Another more widely used method is fingerprinting based on the HTML Canvass API, which aims to deduce the fonts installed on a browser. They found 3,250 first-party sites using this technique.
Meanwhile, Canvass fingerprinting was found on 14,371 sites with scripts loaded from 400 different domains. The researchers analysed canvass fingerprinting in 2014, and note three changes since then.
“First, the most prominent trackers have by and large stopped using it, suggesting that the public backlash following that study was effective. Second, the overall number of domains employing it has increased considerably, indicating that knowledge of the technique has spread and that more obscure trackers are less concerned about public perception. Third, the use has shifted from behavioral tracking to fraud detection, in line with the ad industry’s self-regulatory norm regarding acceptable uses of fingerprinting.”
The other key finding, which may be good news depending on your attitude to Google, Facebook and Twitter, is that the number of third-party trackers that users will encounter on a daily basis is small.
“All of the top five third parties, as well as 12 of the top 20, are Google-owned domains.

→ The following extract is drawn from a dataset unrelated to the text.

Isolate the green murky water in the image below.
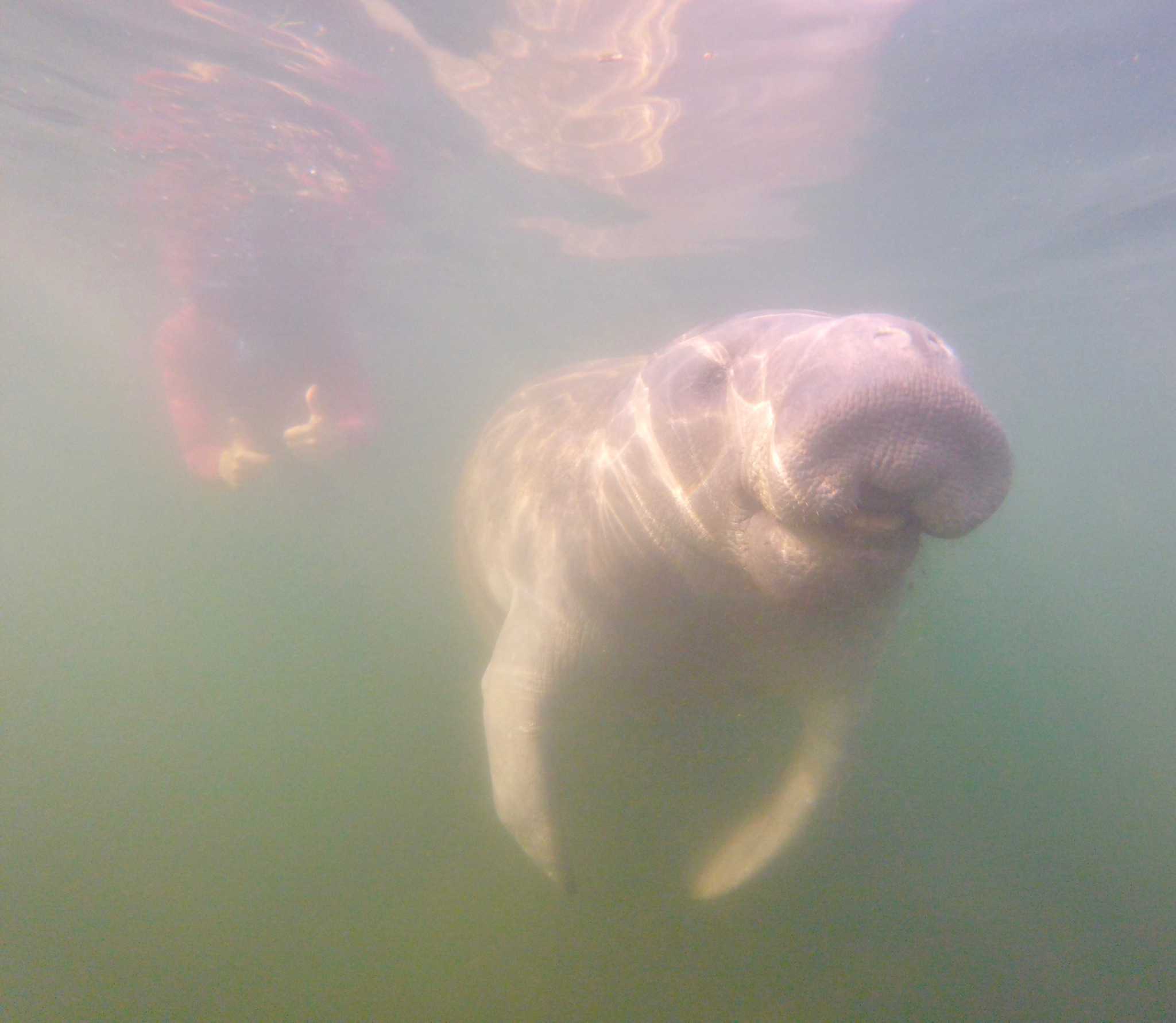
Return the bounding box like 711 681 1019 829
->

In fact, Google, Facebook, and Twitter are the only third-party entities present on more than 10 percent of sites,” the researchers note.
The researchers say their data suggests there has been a consolidation in the market for third-party tracking, which contrasts to the perception that there has been an explosion in third-party trackers. And that could be good news in terms of pressuring the industry to make privacy-enhancing improvements.
“For 100 or so third parties that are prevalent on one percent or more of sites, we might expect that they are large enough entities that their behavior can be regulated by public-relations pressure and the possibility of legal or enforcement actions,” they argued.